Para santri mengalami mual, muntah hingga lemas setelah menyantap nasi rawon dan telur asin dari program Makan Bergizi Gratis (MBG).
Peristiwa bermula saat para santri menjalani buka puasa bersama seusai azan maghrib.
Tidak lama setelah makan, sejumlah santri mulai mengeluhkan mual yang kemudian diikuti muntah secara beruntun.
Pengasuh PP Sholawat Darut Taubah, Muhammad Adam, mengatakan awalnya ia mengira kondisi tersebut hanya akibat kelelahan setelah berpuasa seharian.
Namun situasi berubah ketika keluhan dialami banyak santri dalam waktu hampir bersamaan.
“Baru makan, belum semuanya selesai, sudah ada yang mual lalu muntah. Saya kira hanya telat makan atau lemah, ternyata banyak yang mengalami,” ujarnya.

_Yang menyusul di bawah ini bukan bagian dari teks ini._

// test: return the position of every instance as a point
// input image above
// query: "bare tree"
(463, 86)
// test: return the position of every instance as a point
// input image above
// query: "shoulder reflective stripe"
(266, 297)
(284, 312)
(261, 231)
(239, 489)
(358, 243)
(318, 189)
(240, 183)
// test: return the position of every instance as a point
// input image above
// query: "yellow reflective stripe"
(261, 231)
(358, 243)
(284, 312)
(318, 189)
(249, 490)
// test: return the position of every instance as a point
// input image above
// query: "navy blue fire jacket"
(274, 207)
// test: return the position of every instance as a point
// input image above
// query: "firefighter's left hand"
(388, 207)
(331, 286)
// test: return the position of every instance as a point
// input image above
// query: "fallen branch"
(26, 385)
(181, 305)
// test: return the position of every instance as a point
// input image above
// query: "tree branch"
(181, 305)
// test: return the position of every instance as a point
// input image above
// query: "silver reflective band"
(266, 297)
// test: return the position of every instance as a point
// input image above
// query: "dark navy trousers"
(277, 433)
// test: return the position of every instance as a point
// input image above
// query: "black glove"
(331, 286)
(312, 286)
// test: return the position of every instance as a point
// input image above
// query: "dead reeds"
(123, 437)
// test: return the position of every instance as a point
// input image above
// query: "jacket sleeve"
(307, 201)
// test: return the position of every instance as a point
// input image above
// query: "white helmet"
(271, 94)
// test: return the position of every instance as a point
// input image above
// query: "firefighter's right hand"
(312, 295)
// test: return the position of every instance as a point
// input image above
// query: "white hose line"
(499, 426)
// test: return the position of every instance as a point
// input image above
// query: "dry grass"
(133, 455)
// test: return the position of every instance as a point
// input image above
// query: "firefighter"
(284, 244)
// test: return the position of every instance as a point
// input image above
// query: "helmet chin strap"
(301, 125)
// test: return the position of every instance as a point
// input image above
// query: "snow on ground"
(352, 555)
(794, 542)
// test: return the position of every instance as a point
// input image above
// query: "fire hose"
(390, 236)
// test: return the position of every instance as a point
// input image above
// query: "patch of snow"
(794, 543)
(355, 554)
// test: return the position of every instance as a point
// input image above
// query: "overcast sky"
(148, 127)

Kondisi paling parah dialami santri putri. Beberapa di antaranya terlihat lemas, menangis hingga pingsan sehingga pengurus pondok langsung melakukan penanganan darurat.

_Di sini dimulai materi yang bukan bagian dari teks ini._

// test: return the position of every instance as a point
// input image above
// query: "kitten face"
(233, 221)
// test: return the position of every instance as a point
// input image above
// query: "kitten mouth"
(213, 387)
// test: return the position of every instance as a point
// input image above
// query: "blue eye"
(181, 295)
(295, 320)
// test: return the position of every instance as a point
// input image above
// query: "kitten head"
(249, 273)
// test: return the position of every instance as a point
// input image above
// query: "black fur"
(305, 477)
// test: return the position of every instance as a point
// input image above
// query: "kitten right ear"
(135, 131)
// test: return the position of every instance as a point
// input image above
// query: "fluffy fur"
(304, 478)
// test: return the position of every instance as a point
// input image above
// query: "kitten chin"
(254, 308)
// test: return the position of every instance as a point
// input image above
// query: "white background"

“Yang perempuan terutama, ada yang lemas, nangis, bahkan sampai pingsan. Kami langsung koordinasi minta bantuan ambulans,” katanya.
Tak lama berselang, armada ambulans datang dan mengevakuasi para santri ke RS PKU Muhammadiyah Mojoagung.
Total 40 santri dilarikan ke rumah sakit, terdiri dari 30 santri putri dan 10 santri putra.
Muhammad Adam menjelaskan, menu berbuka saat itu berupa nasi dengan sayur rawon yang dimasak pihak pondok serta telur asin bantuan MBG dari SPPG Medek.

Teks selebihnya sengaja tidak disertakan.